Foribidden CityChengdu liegt in Westchina und ist die Hauptstadt der Sichuan- Provinz (frühere Schreibweisen waren u.a. Szechwan und Szechuan). Diese Provinz ist in ganz China und über dessen Grenzen hinaus, für sein scharf gewürztes Essen, Pandabären, Tee-Genuss und Hot Pot (eine Art scharfgewürztes Fondue) bekannt. Das Becken, in dem Chengdu liegt, wird von Bergen eingerahmt, die als natürliche Hindernisse gegen Händler und Angreifer dienten. Über viele Jahre galten die gefährlichen Ufer des Yangtze- Flusses als bester Zugang in das Sichuan- Becken. Noch zu Zeiten der Tang Dynastie galt dies jedoch als eine so gefährliche Reise, dass eines der berühmtesten Gedichte dieser Zeit folgendermaßen beginnt: „Die Straße nach Shu ist beschwerlich.“ – Shu war der Name eines alten Königreichs, dessen Hauptstadt Chengdu war. Diese relative Abgeschiedenheit vom Rest der chinesischen Welt führte dazu, dass die Sichuanesen zeitweise unabhängige Königreiche hatten, und manchmal war ihre kulturelle Zugehörigkeit zu den Nachbarn außerhalb der Grenzen der chinesischen Welt stärker als die zur chinesischen Welt selbst. Bis zum heutigen Tage werden die besonderen Eigenschaften dieser Region vom Rest Chinas anerkannt, und die Sichuanesen gelten als entspannt und freundlich.

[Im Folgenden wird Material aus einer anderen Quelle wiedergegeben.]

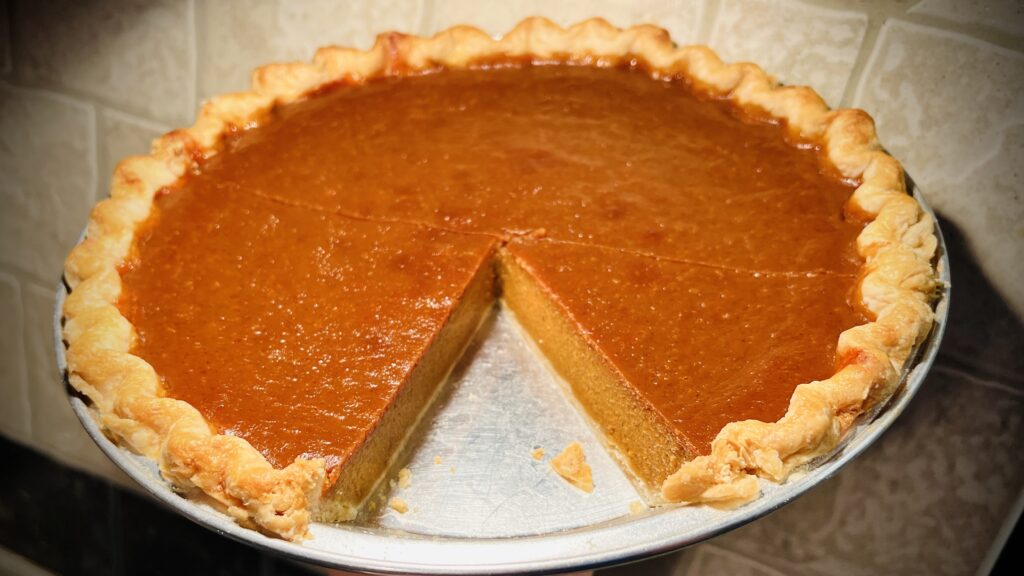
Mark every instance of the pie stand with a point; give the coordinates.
(479, 501)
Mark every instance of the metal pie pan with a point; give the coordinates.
(480, 502)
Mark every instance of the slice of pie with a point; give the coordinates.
(724, 272)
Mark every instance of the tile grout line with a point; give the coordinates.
(193, 41)
(24, 354)
(708, 17)
(864, 62)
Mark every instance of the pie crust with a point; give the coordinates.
(895, 287)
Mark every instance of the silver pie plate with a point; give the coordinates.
(480, 502)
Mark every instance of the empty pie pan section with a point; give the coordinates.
(479, 500)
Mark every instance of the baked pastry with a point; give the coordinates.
(725, 272)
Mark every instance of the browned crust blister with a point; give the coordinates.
(896, 285)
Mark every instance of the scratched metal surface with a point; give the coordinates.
(479, 502)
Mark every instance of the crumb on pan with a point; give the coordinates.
(571, 465)
(398, 505)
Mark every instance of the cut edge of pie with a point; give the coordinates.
(895, 286)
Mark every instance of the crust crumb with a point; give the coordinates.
(398, 505)
(571, 465)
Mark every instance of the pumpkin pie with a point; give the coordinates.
(724, 272)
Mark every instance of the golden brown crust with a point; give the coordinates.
(896, 286)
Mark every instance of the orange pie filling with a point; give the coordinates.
(680, 264)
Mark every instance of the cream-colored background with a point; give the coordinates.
(85, 83)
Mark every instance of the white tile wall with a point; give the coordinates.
(949, 107)
(1007, 15)
(820, 51)
(86, 83)
(122, 135)
(47, 178)
(15, 413)
(136, 54)
(239, 35)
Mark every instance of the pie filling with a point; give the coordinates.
(680, 264)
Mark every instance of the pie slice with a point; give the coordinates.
(665, 354)
(726, 272)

Chengdu hat eine poetische Vergangenheit, und war wegen eines Beamten, der in der Stadt für dieses Gewerbe zuständig war, zeitweise als ‚Brokat Stadt’ bekannt, zum Teil aber auch als ‚Hibiskus Stadt’. Sie ist in der chinesischen Vorstellung dafür berühmt, die Hauptstadt einer der drei Staaten zu sein, die die ‚Periode der Drei Königreiche’ (222-263) ausmachten, und so ist sie fester Bestandteil des bekanntesten chinesischen politischen Dramas aller Zeiten, ‚Die Drei Königreiche‘. Die Faszination von Chengdu war so groß, dass die zwei der bedeutendsten chinesischen Dichter sie vorübergehend ihr Zuhause nannten. Die Provinz war auch der Geburtsort der Erfindung von Papiergeld, und in jüngeren Jahren, getreu seinem unabhängigen Charakter, war es die letzte bedeutende Stadt Chinas, die den Kommunisten widerstand.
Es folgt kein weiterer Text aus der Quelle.